The fundamental unit of computation is "gas"; usually, a computational step costs 1 gas, but some operations cost higher amounts of gas because they are more computationally expensive, or increase the amount of data that must be stored as part of the state. There is also a fee of 5 gas for every byte in the transaction data. The intent of the fee system is to require an attacker to pay proportionately for every resource that they consume, including computation, bandwidth and storage; hence, any transaction that leads to the network consuming a greater amount of any of these resources must have a gas fee roughly proportional to the increment.
Gas: The fundamental network cost unit. Paid for exclusively by Ether (as of PoC-4), which is converted freely to and from Gas as required. Gas does not exist outside of the internal Ethereum computation engine; its price is set by the Transaction and miners are free to ignore Transactions whose Gas price is too low.
"Gas" is the name for a special unit used in Ethereum. It measures how much "work" an action or set of actions takes to perform: for example, to calculate one SHA3 cryptographic hash it will take 30 gas each time a hash is calculated, plus a cost of 6 more gas for every 256 bits of data being hashed.Every operation that can be performed by a transaction or contract on the Ethereum platform costs a certain number of gas, with operations that require more computational resources costing more gas than operations that require few computational resources.

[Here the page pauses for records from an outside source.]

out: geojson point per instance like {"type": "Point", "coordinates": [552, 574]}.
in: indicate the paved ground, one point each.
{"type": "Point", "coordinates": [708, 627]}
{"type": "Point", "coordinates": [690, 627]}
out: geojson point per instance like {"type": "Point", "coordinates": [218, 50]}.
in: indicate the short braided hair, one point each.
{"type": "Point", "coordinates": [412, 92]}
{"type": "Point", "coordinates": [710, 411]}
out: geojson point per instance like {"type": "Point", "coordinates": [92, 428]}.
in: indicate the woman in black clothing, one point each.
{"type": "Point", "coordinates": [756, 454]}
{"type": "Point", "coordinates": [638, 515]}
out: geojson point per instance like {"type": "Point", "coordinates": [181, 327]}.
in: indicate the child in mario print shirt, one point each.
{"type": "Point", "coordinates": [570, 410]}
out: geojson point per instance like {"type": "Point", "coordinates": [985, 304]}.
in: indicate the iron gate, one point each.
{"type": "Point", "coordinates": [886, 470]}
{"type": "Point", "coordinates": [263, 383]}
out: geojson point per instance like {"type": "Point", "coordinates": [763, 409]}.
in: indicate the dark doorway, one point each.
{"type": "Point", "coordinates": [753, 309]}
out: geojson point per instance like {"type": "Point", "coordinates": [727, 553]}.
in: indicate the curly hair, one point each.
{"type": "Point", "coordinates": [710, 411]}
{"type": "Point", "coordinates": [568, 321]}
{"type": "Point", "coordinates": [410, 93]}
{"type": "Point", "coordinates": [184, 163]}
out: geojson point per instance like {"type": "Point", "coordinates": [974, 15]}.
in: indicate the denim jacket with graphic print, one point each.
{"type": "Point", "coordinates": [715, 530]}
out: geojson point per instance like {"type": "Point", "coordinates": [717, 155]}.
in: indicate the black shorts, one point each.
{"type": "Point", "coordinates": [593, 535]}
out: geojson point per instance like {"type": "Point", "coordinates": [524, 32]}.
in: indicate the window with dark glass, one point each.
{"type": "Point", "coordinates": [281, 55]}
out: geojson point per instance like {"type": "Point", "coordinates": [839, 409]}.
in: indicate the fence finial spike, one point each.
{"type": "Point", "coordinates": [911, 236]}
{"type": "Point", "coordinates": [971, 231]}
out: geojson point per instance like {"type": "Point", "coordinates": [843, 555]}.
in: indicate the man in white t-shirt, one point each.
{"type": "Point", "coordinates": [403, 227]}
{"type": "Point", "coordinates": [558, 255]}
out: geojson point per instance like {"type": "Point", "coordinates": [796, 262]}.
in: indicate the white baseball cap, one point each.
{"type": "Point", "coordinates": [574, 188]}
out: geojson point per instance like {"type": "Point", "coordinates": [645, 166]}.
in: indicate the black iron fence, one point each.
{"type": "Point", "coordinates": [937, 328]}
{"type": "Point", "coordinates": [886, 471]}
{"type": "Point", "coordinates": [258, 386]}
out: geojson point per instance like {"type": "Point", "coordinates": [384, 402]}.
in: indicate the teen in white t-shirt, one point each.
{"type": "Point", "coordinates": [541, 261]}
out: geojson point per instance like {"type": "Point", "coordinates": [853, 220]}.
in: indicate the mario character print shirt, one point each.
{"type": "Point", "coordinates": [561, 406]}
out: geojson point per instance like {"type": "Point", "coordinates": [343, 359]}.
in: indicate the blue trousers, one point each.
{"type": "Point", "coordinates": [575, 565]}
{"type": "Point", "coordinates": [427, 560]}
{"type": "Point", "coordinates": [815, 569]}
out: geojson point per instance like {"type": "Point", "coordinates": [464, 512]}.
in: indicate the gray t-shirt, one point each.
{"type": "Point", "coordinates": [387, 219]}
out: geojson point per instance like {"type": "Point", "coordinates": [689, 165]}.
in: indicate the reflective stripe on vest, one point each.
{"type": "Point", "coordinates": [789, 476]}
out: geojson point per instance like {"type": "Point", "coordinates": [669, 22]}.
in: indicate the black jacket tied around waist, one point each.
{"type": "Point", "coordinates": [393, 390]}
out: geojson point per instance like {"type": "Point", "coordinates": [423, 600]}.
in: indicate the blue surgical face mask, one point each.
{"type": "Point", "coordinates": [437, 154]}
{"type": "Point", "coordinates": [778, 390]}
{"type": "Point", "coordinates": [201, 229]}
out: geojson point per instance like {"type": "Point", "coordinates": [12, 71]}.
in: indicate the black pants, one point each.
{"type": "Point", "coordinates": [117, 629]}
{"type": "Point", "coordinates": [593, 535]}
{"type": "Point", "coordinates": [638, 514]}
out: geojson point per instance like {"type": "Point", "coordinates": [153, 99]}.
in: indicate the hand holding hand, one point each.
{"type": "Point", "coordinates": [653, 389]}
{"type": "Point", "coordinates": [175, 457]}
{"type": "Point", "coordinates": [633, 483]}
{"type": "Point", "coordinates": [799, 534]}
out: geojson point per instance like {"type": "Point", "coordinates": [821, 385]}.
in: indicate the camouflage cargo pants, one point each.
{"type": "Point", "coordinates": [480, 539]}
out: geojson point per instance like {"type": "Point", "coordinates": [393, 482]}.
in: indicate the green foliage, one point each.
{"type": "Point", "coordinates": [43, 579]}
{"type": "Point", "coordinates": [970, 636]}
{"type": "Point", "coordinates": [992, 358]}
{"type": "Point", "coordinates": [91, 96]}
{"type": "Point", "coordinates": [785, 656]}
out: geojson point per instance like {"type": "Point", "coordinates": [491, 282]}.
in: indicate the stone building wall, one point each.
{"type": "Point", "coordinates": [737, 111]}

The reason gas is important is that it helps to ensure an appropriate fee is being paid by transactions submitted to the network. By requiring that a transaction pay for each operation it performs (or causes a contract to perform), we ensure that network doesn't become bogged down with performing a lot of intensive work that isn't valuable to anyone. This is a different strategy than the Bitcoin transaction fee, which is based only on the size in kilobytes of a transaction. Since Ethereum allows arbitrarily complex computer code to be run, a short length of code can actually result in a lot of computational work being done. So it's important to measure the work done directly instead of just choosing a fee based on the length of a transaction or contract.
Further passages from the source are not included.